A 2011 study on rhesus monkeys had workers place food in front of the animals while wearing shirts and hats in red, green and blue. The monkeys unfailingly picked up and ate the food from the green and blue people, but stayed away from the red ones, choosing to leave the snacks uneaten. Obviously the color acts as a trigger in their brains as well.
It’s not just our closest relatives in the animal kingdom, either. Although there hasn’t been a scientific study on it, common wisdom is that redheads get stung by bees more often than any other hair color.

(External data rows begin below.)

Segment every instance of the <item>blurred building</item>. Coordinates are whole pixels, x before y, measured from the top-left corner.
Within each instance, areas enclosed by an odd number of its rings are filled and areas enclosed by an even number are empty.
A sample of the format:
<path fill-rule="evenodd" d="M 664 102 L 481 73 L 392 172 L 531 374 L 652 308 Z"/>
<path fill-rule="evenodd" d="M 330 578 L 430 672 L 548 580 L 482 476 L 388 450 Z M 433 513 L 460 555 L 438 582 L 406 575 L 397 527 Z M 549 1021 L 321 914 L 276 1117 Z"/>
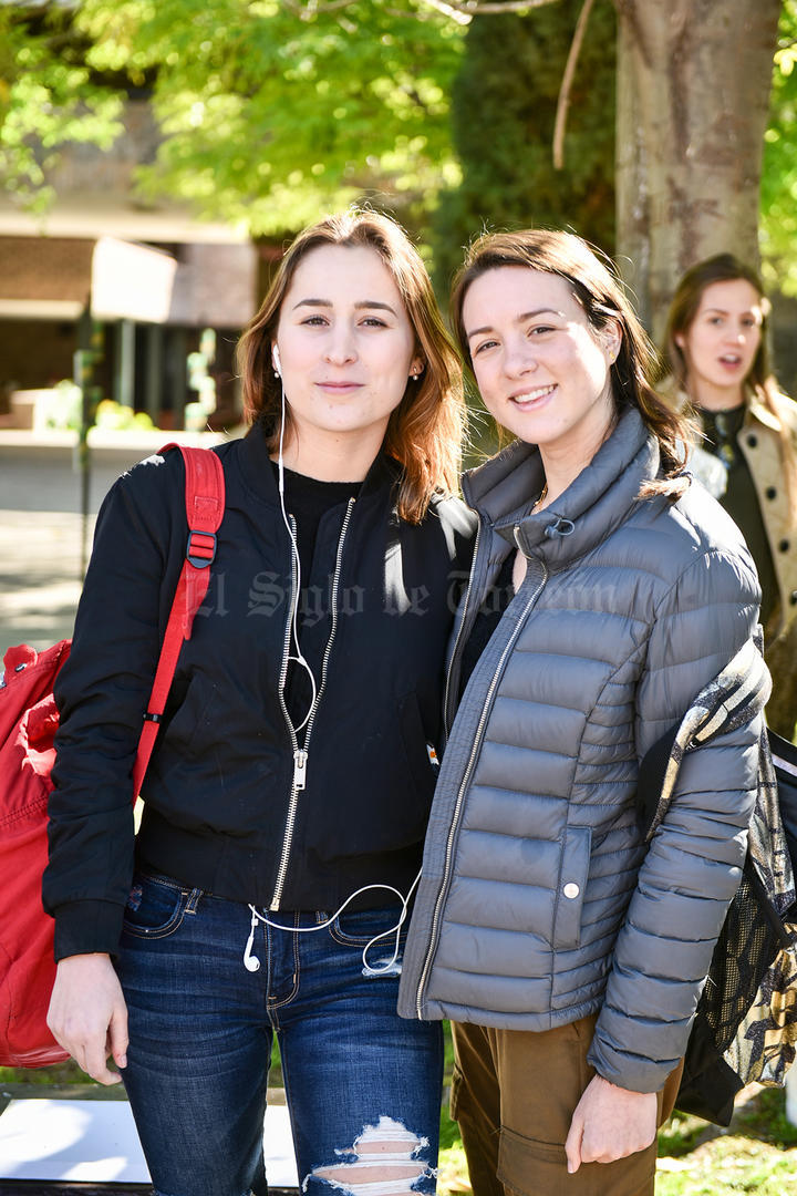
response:
<path fill-rule="evenodd" d="M 84 349 L 90 383 L 104 397 L 147 411 L 161 427 L 182 427 L 197 397 L 189 356 L 214 343 L 210 422 L 235 422 L 233 349 L 256 310 L 258 251 L 244 230 L 200 222 L 173 205 L 143 205 L 134 172 L 158 145 L 145 99 L 128 102 L 124 124 L 109 151 L 78 144 L 63 151 L 48 179 L 57 199 L 44 216 L 0 197 L 5 423 L 29 417 L 24 402 L 12 402 L 16 392 L 72 378 Z"/>

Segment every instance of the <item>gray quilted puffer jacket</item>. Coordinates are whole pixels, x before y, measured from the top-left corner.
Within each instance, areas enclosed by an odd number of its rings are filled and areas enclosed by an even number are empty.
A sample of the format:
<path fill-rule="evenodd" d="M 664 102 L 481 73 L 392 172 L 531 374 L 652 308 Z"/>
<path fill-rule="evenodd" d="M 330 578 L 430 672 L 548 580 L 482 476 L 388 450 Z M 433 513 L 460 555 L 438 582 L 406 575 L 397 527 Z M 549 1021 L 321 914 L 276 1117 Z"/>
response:
<path fill-rule="evenodd" d="M 466 475 L 479 514 L 449 661 L 515 544 L 526 578 L 470 678 L 443 758 L 399 1013 L 547 1030 L 600 1011 L 589 1061 L 661 1088 L 682 1056 L 744 859 L 760 718 L 689 752 L 650 848 L 638 763 L 754 634 L 736 525 L 697 483 L 638 499 L 658 446 L 627 411 L 547 509 L 537 448 Z"/>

Whether that’s a result of their coif, a pheromonal change, or something else is hard to say.
When you’re born with a color that the world reads as dangerous on top of your head, it can be tough. Prejudice against redheads is still a going concern in modern society. In England, students at many schools declared November 20th to be “Kick A Ginger Day,” inspired by a “South Park” episode. They’d better be careful, though. If the world’s redheads rediscover their wild Viking heritage, they could do a lot of damage.
I’m not too worried about my son, to be honest. His red hair makes him stand out in the crowd, a wild flame that can’t be quenched by the rain. It’s the symbol of his proud Viking heritage, showing up unexpectedly to tell the world that he’s part of the 2%.